$R(h)$ is not necessarily a number, it is a deterministic function of $h$. So, it would be a number if $h$ is deterministic, but if $h$ is a random variable, then $R(h)$ is also a random variable.
We consider $S \sim D^m$, a dataset that consists of $m$ i.i.d. samples, assumed to be drawn with respect to $D$. Accordingly, $h_S$ denotes the function that we end up with when we observed this fixed dataset $S$ (hence the subscript $S$).

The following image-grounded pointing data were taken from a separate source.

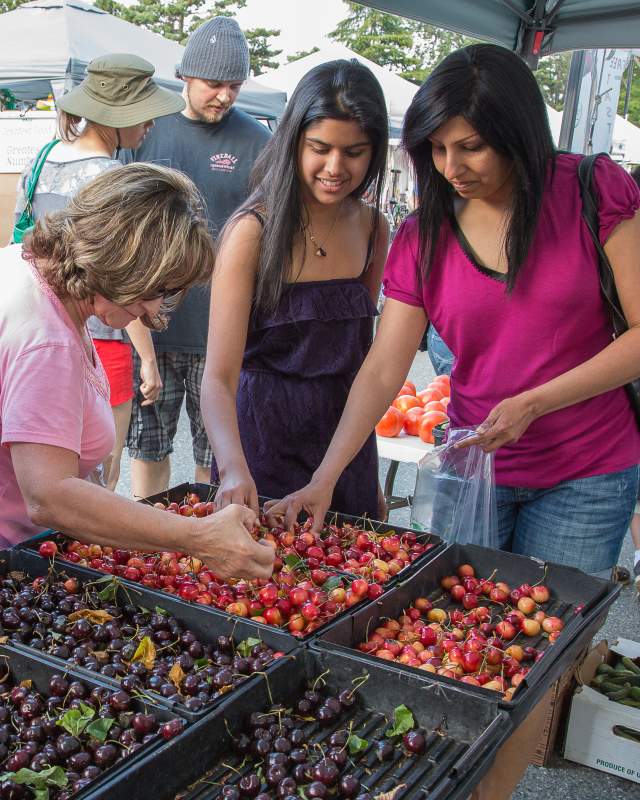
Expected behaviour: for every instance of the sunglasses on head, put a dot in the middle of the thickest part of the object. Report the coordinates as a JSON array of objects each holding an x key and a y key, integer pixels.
[{"x": 167, "y": 295}]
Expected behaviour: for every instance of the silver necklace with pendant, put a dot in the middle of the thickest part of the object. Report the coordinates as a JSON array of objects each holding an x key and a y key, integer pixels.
[{"x": 320, "y": 251}]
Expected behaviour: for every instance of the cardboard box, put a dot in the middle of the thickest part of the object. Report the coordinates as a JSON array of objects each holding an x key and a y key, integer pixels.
[
  {"x": 593, "y": 736},
  {"x": 557, "y": 713}
]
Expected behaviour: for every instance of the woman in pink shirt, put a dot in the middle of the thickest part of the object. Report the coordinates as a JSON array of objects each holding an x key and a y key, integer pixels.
[
  {"x": 499, "y": 259},
  {"x": 126, "y": 247}
]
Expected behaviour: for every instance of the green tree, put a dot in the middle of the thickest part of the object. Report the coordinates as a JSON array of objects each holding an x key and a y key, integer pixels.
[
  {"x": 302, "y": 54},
  {"x": 431, "y": 45},
  {"x": 178, "y": 18},
  {"x": 552, "y": 74},
  {"x": 634, "y": 99},
  {"x": 261, "y": 55},
  {"x": 409, "y": 48},
  {"x": 385, "y": 39}
]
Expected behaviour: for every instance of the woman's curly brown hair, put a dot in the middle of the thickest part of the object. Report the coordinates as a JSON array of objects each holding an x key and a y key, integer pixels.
[{"x": 133, "y": 232}]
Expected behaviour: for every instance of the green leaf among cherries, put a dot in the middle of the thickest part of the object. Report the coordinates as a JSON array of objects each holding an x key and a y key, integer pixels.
[
  {"x": 402, "y": 721},
  {"x": 39, "y": 782},
  {"x": 245, "y": 647},
  {"x": 356, "y": 744},
  {"x": 81, "y": 720}
]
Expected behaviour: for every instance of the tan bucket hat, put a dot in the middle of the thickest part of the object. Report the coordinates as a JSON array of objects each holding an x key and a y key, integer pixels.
[{"x": 118, "y": 92}]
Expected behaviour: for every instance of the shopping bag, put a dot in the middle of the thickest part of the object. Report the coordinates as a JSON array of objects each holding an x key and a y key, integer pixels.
[{"x": 455, "y": 495}]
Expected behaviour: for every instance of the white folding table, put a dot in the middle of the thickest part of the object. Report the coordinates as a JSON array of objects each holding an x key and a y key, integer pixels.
[{"x": 405, "y": 449}]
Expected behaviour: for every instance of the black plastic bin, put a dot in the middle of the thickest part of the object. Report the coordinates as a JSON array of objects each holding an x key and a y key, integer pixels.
[
  {"x": 569, "y": 588},
  {"x": 23, "y": 666},
  {"x": 207, "y": 491},
  {"x": 206, "y": 625},
  {"x": 471, "y": 730}
]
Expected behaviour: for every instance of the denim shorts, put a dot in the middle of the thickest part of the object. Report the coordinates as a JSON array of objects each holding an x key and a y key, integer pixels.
[
  {"x": 153, "y": 428},
  {"x": 580, "y": 523}
]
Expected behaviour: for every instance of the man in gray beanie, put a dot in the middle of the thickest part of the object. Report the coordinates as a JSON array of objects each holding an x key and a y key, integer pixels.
[{"x": 216, "y": 145}]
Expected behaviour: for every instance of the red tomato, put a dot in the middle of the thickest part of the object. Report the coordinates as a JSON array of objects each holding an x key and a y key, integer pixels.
[
  {"x": 436, "y": 405},
  {"x": 408, "y": 388},
  {"x": 391, "y": 423},
  {"x": 427, "y": 395},
  {"x": 412, "y": 421},
  {"x": 405, "y": 402},
  {"x": 428, "y": 423}
]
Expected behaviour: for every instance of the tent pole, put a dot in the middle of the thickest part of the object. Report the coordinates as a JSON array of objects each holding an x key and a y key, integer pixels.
[
  {"x": 627, "y": 95},
  {"x": 571, "y": 95}
]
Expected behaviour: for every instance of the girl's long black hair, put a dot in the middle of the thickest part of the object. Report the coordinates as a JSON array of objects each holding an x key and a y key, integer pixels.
[
  {"x": 342, "y": 90},
  {"x": 497, "y": 94}
]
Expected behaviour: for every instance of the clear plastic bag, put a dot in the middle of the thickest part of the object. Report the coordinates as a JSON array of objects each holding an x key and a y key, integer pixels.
[{"x": 455, "y": 495}]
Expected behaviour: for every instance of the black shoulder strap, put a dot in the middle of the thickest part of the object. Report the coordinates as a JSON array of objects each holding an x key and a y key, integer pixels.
[
  {"x": 591, "y": 217},
  {"x": 254, "y": 212}
]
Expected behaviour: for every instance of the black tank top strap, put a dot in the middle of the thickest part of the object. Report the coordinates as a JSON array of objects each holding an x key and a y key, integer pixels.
[
  {"x": 370, "y": 245},
  {"x": 254, "y": 212}
]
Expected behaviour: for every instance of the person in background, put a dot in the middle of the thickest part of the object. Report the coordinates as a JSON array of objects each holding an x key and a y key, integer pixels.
[
  {"x": 216, "y": 145},
  {"x": 294, "y": 293},
  {"x": 125, "y": 247},
  {"x": 499, "y": 258},
  {"x": 113, "y": 107}
]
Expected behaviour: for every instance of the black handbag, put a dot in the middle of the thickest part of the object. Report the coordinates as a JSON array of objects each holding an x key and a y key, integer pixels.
[{"x": 607, "y": 280}]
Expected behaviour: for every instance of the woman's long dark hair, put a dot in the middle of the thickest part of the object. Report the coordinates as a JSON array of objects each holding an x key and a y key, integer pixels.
[
  {"x": 342, "y": 90},
  {"x": 496, "y": 93}
]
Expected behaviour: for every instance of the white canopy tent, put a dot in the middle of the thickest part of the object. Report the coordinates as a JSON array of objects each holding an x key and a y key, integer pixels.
[
  {"x": 53, "y": 41},
  {"x": 398, "y": 92},
  {"x": 625, "y": 141}
]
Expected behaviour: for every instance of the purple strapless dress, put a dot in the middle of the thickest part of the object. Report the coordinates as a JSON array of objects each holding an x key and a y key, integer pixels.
[{"x": 298, "y": 367}]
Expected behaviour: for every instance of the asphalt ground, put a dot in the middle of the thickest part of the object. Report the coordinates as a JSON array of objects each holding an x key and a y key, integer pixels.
[{"x": 564, "y": 779}]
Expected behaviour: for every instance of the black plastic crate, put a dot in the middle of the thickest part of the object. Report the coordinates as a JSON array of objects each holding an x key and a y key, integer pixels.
[
  {"x": 23, "y": 666},
  {"x": 470, "y": 731},
  {"x": 207, "y": 491},
  {"x": 207, "y": 626},
  {"x": 569, "y": 589},
  {"x": 386, "y": 529},
  {"x": 87, "y": 573}
]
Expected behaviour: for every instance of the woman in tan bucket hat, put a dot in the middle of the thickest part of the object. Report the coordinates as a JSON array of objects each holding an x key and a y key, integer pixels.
[{"x": 114, "y": 107}]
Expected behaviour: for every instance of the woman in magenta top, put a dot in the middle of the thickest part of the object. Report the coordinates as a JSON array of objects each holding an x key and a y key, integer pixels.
[{"x": 498, "y": 257}]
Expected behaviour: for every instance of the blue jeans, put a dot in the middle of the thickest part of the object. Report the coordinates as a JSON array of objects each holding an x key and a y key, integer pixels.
[
  {"x": 439, "y": 354},
  {"x": 579, "y": 523}
]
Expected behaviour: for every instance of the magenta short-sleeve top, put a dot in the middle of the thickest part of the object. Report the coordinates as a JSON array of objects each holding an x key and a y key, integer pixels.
[{"x": 554, "y": 320}]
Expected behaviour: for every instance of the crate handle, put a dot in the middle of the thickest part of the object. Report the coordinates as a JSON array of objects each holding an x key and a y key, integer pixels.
[{"x": 478, "y": 748}]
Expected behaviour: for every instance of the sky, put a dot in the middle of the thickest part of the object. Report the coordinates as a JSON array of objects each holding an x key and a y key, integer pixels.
[{"x": 303, "y": 23}]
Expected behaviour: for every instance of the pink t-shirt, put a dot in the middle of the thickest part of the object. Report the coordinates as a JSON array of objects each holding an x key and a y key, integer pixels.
[
  {"x": 554, "y": 320},
  {"x": 50, "y": 392}
]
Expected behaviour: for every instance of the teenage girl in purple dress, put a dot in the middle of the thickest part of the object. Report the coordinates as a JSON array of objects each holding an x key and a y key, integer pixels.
[
  {"x": 294, "y": 296},
  {"x": 499, "y": 259}
]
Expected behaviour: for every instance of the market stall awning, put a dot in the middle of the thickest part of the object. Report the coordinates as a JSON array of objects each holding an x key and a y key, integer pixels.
[
  {"x": 54, "y": 40},
  {"x": 530, "y": 27}
]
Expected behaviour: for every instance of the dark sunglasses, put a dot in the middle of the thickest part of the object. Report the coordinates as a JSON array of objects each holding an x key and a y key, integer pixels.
[{"x": 167, "y": 295}]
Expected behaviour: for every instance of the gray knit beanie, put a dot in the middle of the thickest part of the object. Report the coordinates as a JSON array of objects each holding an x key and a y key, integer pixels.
[{"x": 216, "y": 51}]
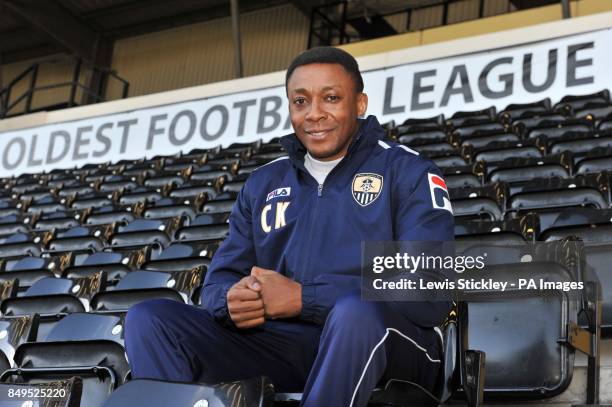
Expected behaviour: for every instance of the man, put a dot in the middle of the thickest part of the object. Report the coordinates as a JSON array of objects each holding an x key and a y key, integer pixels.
[{"x": 282, "y": 295}]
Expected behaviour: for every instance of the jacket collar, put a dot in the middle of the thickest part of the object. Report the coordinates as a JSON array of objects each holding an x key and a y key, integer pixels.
[{"x": 369, "y": 133}]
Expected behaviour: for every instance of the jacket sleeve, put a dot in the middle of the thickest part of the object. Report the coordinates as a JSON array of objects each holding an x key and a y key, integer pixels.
[
  {"x": 414, "y": 219},
  {"x": 423, "y": 214},
  {"x": 232, "y": 261}
]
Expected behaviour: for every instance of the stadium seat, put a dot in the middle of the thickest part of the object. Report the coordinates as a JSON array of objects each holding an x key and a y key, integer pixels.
[
  {"x": 482, "y": 202},
  {"x": 517, "y": 109},
  {"x": 181, "y": 256},
  {"x": 88, "y": 346},
  {"x": 154, "y": 393},
  {"x": 570, "y": 103},
  {"x": 114, "y": 265},
  {"x": 460, "y": 118},
  {"x": 529, "y": 322},
  {"x": 144, "y": 285}
]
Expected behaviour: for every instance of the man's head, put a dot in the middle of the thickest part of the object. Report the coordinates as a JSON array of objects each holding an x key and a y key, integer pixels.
[{"x": 325, "y": 92}]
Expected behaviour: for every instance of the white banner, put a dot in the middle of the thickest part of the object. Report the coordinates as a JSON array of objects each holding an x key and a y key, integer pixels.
[{"x": 578, "y": 64}]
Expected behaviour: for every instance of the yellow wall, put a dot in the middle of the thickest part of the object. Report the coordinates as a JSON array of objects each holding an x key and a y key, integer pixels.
[
  {"x": 476, "y": 27},
  {"x": 56, "y": 70},
  {"x": 203, "y": 53}
]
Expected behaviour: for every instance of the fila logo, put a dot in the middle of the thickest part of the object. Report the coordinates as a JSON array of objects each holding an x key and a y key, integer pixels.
[
  {"x": 439, "y": 194},
  {"x": 279, "y": 216},
  {"x": 280, "y": 192}
]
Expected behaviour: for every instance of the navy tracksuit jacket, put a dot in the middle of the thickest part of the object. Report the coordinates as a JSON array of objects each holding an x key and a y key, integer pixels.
[{"x": 340, "y": 347}]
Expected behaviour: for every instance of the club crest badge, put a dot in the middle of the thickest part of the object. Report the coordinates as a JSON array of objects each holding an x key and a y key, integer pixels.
[{"x": 366, "y": 188}]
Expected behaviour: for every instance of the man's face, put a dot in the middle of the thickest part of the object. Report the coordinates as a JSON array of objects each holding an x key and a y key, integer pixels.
[{"x": 324, "y": 106}]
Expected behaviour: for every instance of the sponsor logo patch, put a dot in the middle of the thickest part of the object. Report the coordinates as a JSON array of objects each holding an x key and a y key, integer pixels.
[
  {"x": 277, "y": 193},
  {"x": 366, "y": 188},
  {"x": 439, "y": 194}
]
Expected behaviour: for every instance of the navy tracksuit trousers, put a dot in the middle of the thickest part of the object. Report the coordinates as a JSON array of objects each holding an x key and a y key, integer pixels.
[{"x": 337, "y": 364}]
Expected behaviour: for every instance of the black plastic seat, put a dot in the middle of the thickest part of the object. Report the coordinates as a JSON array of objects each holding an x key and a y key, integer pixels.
[
  {"x": 87, "y": 346},
  {"x": 114, "y": 266},
  {"x": 213, "y": 232},
  {"x": 557, "y": 130},
  {"x": 477, "y": 203},
  {"x": 526, "y": 323},
  {"x": 181, "y": 256},
  {"x": 210, "y": 218},
  {"x": 518, "y": 109},
  {"x": 422, "y": 136},
  {"x": 155, "y": 393},
  {"x": 219, "y": 206},
  {"x": 142, "y": 232},
  {"x": 143, "y": 285},
  {"x": 463, "y": 117}
]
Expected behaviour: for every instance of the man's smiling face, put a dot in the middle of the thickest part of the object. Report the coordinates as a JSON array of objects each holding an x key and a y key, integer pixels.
[{"x": 324, "y": 106}]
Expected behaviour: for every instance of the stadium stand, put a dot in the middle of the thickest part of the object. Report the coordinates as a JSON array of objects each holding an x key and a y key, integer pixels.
[
  {"x": 529, "y": 183},
  {"x": 80, "y": 246}
]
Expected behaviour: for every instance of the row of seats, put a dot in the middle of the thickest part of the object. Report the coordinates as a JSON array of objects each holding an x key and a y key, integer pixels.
[{"x": 79, "y": 247}]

Like you said, $R(h)$ is just a number for a given fixed $h$. However, in the case of $Pr_{S\sim D^m}(R(h_S))$, $h_S$ is NOT fixed and hence, neither is $R(h_S)$. Notice that it depends on the random dataset $S$ and as a function of a random variable, it is also a random variable.
Here is an example I just made up to demonstrate what these concepts correspond to:
Suppose you have a system that keeps spitting out pictures of animals and you want to classify them. Let's say, $\mathcal{Y} = \{\text{cat, dog, rat}\}$ and $\mathcal{X}$ is the set of all pictures that this picture generator can spit out that shows one of these three animals. Then, $D$ is defined over $\mathcal{X}$ because it describes the probability of observing a specific picture, for all possible pictures. Then, $S$ is $m$ observed pictures from this picture generator, sampled in i.i.d. fashion. These are concepts that are independent from your learning system, but only related to the nature of the problem you're dealing with.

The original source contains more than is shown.